Money Matters
Brought to you by: Community Partner Vision Financial Group, Inc.
During the last week of February 2020, the S&P 500 lost 11.49% — the worst week for stocks since the 2008 financial crisis — only to jump by 4.6% on the first Monday in March.1 By all accounts, the drop was largely driven by ever-increasing fears about the potential effects of the coronavirus (COVID-19) and its ultimate impact on the global economy. Although many market observers contend that the market was overvalued and due for a correction anyway, the unpredictability, strength, and suddenness of the historic tumble was unnerving for even the most seasoned investors. If recent volatility is causing you to consider cashing out of your stock holdings, it may be worthwhile to pause and put recent events into perspective, using history as a guide.
A look back. Since the turn of the millennium, the market’s negative response to health crises has been relatively short-lived. As this table shows, approximately six months after early reports of a major outbreak, the S&P 500 bounced back by an average of 10.47%. After 12 months, it rebounded by an average of 17.17%. Although there are no guarantees the current situation will follow a similar pattern, it may be reassuring to know that over even longer periods of time, stocks typically regain their upward trajectory, helping long-term investors who hold steady to recoup their temporary losses, catch their breath, and go on to pursue their goals.
Epidemic | Month end* | 6-month performance, S&P 500 | 12-month performance, S&P 500 |
SARS | April 2003 | 14.59% | 20.76% |
Avian (Bird) flu | June 2006 | 11.66% | 18.36% |
Swine flu (H1N1) | April 2009** | 18.72% | 35.96% |
MERS | May 2013 | 10.74% | 17.96% |
Ebola | March 2014 | 5.34% | 10.44% |
Measles/Rubeola | December 2014 | 0.20% | -0.73% |
Zika | January 2016 | 12.03% | 17.45% |
Source: Dow Jones Market Data, as cited on foxbusiness.com, January 27, 2020. Stocks are represented by the Standard & Poor’s 500 price index.
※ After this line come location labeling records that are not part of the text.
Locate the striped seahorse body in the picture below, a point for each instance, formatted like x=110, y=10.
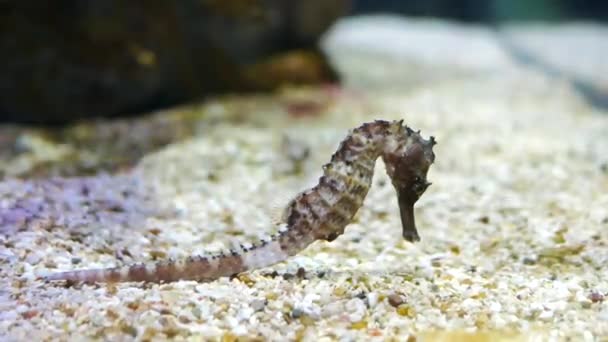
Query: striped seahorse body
x=319, y=213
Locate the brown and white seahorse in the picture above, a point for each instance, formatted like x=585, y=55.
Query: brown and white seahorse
x=319, y=213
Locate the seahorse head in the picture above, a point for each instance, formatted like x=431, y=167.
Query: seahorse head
x=408, y=158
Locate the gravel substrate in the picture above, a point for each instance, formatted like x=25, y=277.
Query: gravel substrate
x=514, y=228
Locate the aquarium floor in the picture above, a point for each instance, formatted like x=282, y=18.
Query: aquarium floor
x=514, y=228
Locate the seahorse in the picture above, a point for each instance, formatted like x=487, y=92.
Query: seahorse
x=319, y=213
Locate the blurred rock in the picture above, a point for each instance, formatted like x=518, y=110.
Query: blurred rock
x=70, y=59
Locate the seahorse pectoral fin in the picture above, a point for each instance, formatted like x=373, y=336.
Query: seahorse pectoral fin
x=408, y=223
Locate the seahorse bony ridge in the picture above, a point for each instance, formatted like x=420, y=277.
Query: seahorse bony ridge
x=319, y=213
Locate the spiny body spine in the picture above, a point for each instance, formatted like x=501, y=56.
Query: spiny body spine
x=320, y=213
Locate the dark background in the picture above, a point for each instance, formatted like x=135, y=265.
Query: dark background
x=491, y=11
x=68, y=60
Returns reflect the change in price, but not the reinvestment of dividends. The S&P 500 is an unmanaged index that is generally considered to be representative of the U.S. stock market. Returns shown do not reflect taxes, fees, brokerage commissions, or other expenses typically associated with investing. The performance of an unmanaged index is not indicative of the performance of any particular investment. Individuals cannot invest directly in any index. Actual results will vary.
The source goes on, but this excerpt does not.